See, with Lea, I always know when she has it (because she tells the postman, her fishmonger,and any receptionist or coworker or, well, anyone). I also know because to speak with her you’d assume she’d spent the day shopping in cheap clothing stores that make you itch and sneeze, wearing a bulky overcoat, her pits stained, wiping her upper lip, pinning the "I’m growing them out! So, shut it already!" bangs up behind a small barette. She acts like she’s on a diet. Impatient, irritable, frustrated, and sweating. Then she says, "the only thing that’ll fix this is a good steak." She craves it. I never get cravings for steak. Not even once in the nine years I was a vegetarian.

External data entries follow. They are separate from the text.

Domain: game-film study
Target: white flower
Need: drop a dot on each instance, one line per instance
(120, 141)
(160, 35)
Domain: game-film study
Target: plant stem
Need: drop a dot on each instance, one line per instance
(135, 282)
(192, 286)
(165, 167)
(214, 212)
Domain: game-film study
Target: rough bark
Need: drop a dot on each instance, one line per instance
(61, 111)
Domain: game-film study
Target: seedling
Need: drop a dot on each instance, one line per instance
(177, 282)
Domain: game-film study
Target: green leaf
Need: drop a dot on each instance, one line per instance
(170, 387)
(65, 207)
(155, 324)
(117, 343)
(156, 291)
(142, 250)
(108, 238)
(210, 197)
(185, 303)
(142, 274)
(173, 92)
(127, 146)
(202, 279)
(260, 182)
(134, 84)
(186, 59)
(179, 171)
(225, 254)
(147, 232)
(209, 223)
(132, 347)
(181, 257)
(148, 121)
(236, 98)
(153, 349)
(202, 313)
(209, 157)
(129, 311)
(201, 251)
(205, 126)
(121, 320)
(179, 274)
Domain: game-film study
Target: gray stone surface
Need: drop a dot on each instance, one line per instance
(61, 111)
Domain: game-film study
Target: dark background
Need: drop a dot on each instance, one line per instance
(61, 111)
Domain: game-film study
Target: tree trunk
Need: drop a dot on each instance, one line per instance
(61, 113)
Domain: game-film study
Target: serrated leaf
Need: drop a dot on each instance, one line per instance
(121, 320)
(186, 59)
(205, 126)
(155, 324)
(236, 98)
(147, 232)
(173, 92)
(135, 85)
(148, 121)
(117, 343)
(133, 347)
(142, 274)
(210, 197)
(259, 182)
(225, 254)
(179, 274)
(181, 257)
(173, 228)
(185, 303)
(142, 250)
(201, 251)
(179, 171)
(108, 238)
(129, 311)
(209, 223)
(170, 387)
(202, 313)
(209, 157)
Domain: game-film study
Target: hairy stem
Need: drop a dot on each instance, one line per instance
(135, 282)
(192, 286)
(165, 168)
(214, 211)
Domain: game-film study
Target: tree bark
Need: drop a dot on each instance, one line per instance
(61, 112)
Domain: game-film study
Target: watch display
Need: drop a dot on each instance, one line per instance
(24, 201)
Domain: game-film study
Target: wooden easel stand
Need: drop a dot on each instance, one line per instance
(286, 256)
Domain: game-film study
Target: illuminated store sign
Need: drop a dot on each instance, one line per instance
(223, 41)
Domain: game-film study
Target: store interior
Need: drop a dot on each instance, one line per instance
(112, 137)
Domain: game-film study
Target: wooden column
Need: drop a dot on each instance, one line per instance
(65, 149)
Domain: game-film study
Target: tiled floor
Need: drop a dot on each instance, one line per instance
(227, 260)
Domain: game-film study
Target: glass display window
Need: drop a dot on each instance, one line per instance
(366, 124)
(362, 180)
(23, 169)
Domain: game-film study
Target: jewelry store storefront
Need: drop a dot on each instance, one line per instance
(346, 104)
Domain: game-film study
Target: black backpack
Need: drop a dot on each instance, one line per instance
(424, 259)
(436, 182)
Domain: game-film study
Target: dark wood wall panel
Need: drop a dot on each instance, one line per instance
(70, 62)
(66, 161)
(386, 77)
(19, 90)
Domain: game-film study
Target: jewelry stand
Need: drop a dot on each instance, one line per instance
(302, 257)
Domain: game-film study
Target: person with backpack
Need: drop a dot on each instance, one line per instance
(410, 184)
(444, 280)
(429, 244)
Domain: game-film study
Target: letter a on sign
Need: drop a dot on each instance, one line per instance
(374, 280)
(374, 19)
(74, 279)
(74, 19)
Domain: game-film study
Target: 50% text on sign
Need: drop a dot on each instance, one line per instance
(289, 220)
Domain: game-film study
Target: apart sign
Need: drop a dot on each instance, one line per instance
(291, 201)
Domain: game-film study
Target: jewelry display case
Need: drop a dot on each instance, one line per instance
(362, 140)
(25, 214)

Here’s what I do get: softer. It’s not my skin or hair but my… my me. My me gets softer, the person I am kinda gives up a little. It’s almost as if I somehow say, "I think I’m going to sit this one out." I stop making decisions, stop pushing, stop the to-do lists, the worrying, and I just think. A recharge. The thing is, I really only get this hormonal, probably, four or five times a year, and it feels the most like me. Because the fight in me is too tired, and what’s left is what’s real.

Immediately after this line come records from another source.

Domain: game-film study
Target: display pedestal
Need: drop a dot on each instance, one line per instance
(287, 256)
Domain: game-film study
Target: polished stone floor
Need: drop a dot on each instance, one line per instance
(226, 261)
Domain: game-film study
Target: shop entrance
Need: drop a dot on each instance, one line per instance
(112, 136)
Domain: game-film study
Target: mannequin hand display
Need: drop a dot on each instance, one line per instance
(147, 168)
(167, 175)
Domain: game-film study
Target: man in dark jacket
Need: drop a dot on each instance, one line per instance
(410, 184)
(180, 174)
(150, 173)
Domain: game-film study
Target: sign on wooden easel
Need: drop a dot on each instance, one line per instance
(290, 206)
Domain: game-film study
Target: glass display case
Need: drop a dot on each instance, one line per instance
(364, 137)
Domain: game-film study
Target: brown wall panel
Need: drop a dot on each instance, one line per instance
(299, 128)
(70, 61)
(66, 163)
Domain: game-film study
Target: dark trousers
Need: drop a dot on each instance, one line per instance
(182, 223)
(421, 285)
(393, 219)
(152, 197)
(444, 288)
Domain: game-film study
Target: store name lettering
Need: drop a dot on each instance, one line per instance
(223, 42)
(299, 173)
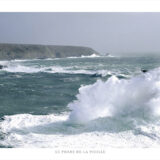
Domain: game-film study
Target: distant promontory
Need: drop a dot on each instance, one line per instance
(29, 51)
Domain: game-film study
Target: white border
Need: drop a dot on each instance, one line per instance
(79, 5)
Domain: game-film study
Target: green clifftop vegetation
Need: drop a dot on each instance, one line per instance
(29, 51)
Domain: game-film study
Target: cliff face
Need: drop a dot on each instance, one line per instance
(26, 51)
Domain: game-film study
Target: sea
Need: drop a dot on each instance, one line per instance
(80, 102)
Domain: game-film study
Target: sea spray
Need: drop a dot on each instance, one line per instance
(135, 97)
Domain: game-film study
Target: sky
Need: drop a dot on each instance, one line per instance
(115, 33)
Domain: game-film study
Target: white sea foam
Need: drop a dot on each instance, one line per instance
(90, 56)
(25, 130)
(17, 67)
(137, 97)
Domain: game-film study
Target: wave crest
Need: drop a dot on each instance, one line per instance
(135, 97)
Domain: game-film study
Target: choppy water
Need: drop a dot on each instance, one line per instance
(80, 102)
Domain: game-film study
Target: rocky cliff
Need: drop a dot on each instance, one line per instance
(28, 51)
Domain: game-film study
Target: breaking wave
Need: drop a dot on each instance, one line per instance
(135, 97)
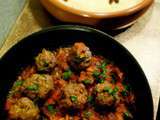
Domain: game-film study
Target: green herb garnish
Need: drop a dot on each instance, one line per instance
(124, 93)
(73, 98)
(90, 98)
(108, 89)
(127, 114)
(18, 83)
(67, 74)
(96, 73)
(87, 81)
(115, 90)
(33, 87)
(87, 114)
(51, 109)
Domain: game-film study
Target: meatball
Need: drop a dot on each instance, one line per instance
(106, 94)
(90, 115)
(38, 85)
(62, 57)
(24, 109)
(86, 77)
(75, 96)
(45, 60)
(80, 56)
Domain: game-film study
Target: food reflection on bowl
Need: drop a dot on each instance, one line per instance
(108, 14)
(70, 79)
(72, 68)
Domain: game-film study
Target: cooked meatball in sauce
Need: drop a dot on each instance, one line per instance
(70, 83)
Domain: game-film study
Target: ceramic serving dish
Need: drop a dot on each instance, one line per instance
(115, 16)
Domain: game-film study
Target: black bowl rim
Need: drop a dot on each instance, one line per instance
(87, 29)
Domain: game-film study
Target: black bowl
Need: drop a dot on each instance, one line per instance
(23, 53)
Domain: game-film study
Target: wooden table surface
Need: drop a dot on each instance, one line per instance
(142, 39)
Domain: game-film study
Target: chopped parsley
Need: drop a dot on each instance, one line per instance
(110, 90)
(73, 98)
(51, 109)
(87, 81)
(18, 83)
(33, 87)
(67, 74)
(87, 114)
(90, 99)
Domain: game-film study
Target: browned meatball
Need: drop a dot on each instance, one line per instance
(86, 78)
(38, 85)
(90, 115)
(45, 60)
(24, 109)
(62, 56)
(106, 94)
(80, 56)
(75, 96)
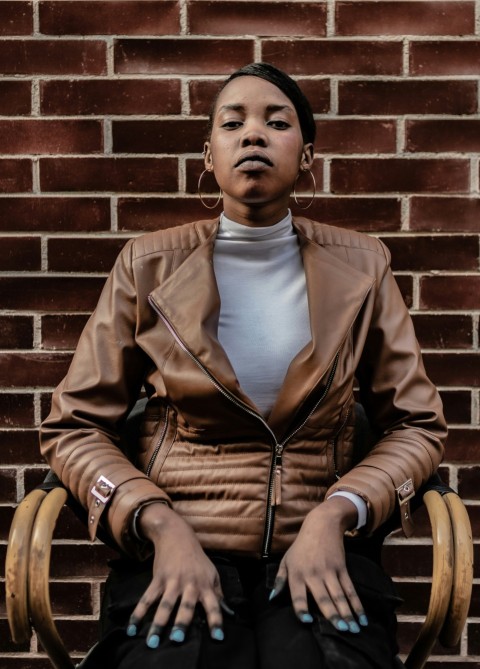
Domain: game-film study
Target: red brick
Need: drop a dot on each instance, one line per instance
(71, 214)
(442, 331)
(26, 369)
(443, 136)
(468, 478)
(462, 446)
(16, 331)
(87, 254)
(20, 254)
(8, 485)
(457, 405)
(445, 214)
(181, 56)
(62, 331)
(6, 517)
(257, 18)
(16, 410)
(15, 97)
(109, 174)
(444, 58)
(453, 369)
(185, 136)
(156, 17)
(405, 283)
(17, 18)
(399, 175)
(416, 253)
(405, 18)
(107, 96)
(407, 560)
(158, 213)
(50, 293)
(450, 292)
(39, 136)
(80, 560)
(19, 447)
(407, 97)
(53, 57)
(15, 175)
(334, 57)
(355, 136)
(366, 214)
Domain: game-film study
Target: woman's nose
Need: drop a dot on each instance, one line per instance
(254, 135)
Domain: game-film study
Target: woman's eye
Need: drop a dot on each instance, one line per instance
(279, 125)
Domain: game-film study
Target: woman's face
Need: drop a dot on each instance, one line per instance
(256, 148)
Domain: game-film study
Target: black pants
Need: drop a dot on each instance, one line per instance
(261, 634)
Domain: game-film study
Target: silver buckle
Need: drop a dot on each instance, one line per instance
(405, 492)
(103, 489)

I feel everything more and want to discuss it. And then, inevitably, Phil gets to deal with it. That emotional me. But I don’t see it as "deal with." You know what? He’s fucking lucky enough to get to see that part of me, the raw me, who really means it. Who feels it more, who might not be rational, who might be needy. And he should take those times and savor them. It’s the most open I can be, like after a night of drunk sex, where you don’t think–you just say what you feel and don’t worry about how it sounds or what he’ll think. And you feel like you couldn’t be closer to anyone, and feel alive and so thankful for the moment and your life. Except I know he’s sitting there wishing I wasn’t so emotional. So my mood swings back to closed. And I get annoyed that he doesn’t see how beautiful that vulnerability can be. He thinks "see spot run" and wants to run along with it. "I’m a guy. I just want to go to sleep after sex," is what he’s thinking. And then I’m bitter and think, "I’m a girl, and I want to be adored like you used to, to be kissed passionately on the street, to be loved from the top of a park bench. I want you to be mad about me, not always mad at me for something I didn’t do your way." And then I just go back to feeling sad, thinking, you just had a window to be with my most authentic self. The most real I can be, and you don’t seem to want any part of her. Then you say, "I love you, goodnight." And you fall asleep, and I sit thinking about things like this. How easy it is to point at spots.